Force screen reader to read numbers as individual digits - html

I'm using voice over and I'm trying to get it to read numbers as individual digits, for example if I have inputted 2000, voice over will read out "two thousand". I want the desired behaviour to read out "two zero zero zero".
my current input element looks something like this
<input class="some-class" id="some-id" name="some-name"
type="text">
I have tried setting the type attribute to type="number", type="tel" and adding a style attribute equal to style="speak:spell-out", but non of them worked.
When I separate the numbers with whitespace like value="2 0 0 0" it works, but of course, you can't expect the user to do this.
I understand there may be a way to do this using javascript, but the solution can not contain javascript in the browser due to business requirements.
Any suggestions?

You shouldn't try to force a particular pronunciation or digit grouping.
Add spaces if grouping has a particular importance or meaning.
Take the base principle that numbers shouldn't be read differently by a screen reader than it is presented.
If digits must be separated in a particular way, add spaces, dots, dashes or another separation character.
Conversely, if there's no spaces, there's no special need to absolutely read a number digit by digit.
That's quite simple.
You shouldn't force the screen reader to read something in the way you view it yourself.
Other people may not have the same vision as you. Concerning numbers, some people will prefer to read digit by digit, but others will prefer having them grouped by two, three or four, for their ease of reading, writing and memorizing.

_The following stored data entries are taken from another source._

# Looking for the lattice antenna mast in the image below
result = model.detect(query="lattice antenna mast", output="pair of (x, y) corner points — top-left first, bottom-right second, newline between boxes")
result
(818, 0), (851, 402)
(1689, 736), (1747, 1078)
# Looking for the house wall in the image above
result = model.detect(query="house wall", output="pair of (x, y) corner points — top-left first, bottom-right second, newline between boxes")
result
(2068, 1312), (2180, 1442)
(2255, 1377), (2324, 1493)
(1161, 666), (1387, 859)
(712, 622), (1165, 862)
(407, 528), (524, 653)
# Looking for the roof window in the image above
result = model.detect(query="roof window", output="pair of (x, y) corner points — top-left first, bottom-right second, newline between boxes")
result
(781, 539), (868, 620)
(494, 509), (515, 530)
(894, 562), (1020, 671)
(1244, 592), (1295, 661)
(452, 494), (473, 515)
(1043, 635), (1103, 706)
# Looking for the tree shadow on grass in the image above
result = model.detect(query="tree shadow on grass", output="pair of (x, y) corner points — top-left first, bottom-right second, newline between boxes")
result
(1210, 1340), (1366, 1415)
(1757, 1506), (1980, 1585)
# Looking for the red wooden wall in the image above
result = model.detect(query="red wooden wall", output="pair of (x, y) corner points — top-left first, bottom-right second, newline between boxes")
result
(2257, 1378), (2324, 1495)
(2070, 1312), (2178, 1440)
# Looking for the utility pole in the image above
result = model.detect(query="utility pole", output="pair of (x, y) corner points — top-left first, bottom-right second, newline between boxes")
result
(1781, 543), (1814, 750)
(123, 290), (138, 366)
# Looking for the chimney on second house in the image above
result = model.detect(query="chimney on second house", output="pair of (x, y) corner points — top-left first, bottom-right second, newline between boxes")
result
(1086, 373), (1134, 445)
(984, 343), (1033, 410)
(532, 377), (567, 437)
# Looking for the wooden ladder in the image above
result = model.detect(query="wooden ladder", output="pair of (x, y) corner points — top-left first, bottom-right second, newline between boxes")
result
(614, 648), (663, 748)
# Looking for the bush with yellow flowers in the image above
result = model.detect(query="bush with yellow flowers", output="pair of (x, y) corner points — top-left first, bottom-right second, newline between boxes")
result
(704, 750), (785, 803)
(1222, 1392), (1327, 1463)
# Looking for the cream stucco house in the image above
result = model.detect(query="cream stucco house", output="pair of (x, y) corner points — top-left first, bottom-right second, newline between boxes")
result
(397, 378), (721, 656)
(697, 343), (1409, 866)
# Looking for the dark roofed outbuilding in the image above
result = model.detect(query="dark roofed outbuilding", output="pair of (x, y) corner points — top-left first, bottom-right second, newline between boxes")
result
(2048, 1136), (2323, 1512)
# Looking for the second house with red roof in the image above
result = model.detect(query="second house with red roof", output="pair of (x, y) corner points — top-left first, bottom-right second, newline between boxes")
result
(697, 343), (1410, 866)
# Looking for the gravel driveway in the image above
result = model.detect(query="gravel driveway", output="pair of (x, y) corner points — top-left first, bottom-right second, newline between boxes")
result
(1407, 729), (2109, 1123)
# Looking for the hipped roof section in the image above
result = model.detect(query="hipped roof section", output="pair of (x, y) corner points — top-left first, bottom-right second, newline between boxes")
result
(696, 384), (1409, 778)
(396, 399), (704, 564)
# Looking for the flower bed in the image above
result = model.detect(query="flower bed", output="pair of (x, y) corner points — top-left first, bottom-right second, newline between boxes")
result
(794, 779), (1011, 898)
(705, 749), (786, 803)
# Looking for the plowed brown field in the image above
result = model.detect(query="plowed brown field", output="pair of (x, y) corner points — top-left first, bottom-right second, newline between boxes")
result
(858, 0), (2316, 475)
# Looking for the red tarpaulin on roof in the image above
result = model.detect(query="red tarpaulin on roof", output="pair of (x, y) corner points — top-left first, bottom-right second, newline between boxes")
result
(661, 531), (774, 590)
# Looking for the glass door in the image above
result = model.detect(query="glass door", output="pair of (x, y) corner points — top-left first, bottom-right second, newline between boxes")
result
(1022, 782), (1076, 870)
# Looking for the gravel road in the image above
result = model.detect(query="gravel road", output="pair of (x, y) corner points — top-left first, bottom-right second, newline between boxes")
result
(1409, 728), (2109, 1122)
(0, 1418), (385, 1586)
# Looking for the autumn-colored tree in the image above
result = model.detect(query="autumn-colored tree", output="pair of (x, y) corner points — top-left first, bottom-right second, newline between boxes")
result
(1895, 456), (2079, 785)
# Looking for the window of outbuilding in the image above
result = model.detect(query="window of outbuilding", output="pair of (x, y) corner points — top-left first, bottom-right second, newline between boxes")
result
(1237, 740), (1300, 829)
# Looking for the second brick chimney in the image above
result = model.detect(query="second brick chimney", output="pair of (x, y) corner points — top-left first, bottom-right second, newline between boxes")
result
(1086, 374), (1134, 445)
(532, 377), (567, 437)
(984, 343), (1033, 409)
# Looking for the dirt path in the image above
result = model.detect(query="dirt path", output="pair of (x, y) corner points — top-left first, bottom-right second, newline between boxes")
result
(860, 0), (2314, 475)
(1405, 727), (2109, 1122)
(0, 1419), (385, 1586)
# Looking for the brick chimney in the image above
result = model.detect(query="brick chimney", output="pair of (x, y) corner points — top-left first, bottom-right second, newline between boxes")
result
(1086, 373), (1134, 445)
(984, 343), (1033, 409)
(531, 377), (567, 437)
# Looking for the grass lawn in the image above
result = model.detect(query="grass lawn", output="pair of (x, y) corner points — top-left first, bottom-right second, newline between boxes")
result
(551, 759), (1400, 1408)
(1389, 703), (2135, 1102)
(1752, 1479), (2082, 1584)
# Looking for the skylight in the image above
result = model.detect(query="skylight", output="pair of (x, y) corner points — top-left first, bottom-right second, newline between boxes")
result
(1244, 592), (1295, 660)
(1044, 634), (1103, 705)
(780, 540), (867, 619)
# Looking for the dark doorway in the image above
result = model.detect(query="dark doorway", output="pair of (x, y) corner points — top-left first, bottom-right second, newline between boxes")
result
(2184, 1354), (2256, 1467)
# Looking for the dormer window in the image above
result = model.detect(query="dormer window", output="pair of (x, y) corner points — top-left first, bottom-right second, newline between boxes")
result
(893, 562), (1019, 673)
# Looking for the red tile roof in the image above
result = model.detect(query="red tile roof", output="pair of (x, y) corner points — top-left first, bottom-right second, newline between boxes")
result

Their screen reader is normally configured accordingly.
If a given grouping is important, then groups must be separated with spaces or other characters. If there's no separations, then it implicitly means that grouping has no particular importance.
Note that screen readers always give the possibility to read numbers digit by digit, if the user wish to do so. It is usually not the default.
Reading numbers digit by digit is usually done only for very big numbers (billions), or when mixing digits and letters.
Additionally consider that:
Different screen reader users have different preferences, and accessibility speaking, it's generally a bad idea to go against preferences or common defaults
There are several screen readers, and a lot of different voices in many languages; all potentially behave in slightly different way when reading numbers, and any small change in order to tweak it might create more problems than solve.
Screen reader users are used to pronunciation quirks, and they can fix them using personal dictionary
Screen readers are nowadays not that bad on deciding whether they need to read numbers at a hole, in groups, or digit by digit.
So, avoid deciding a particular grouping or pronunciation. It's a bad idea, and anyway technically perilous.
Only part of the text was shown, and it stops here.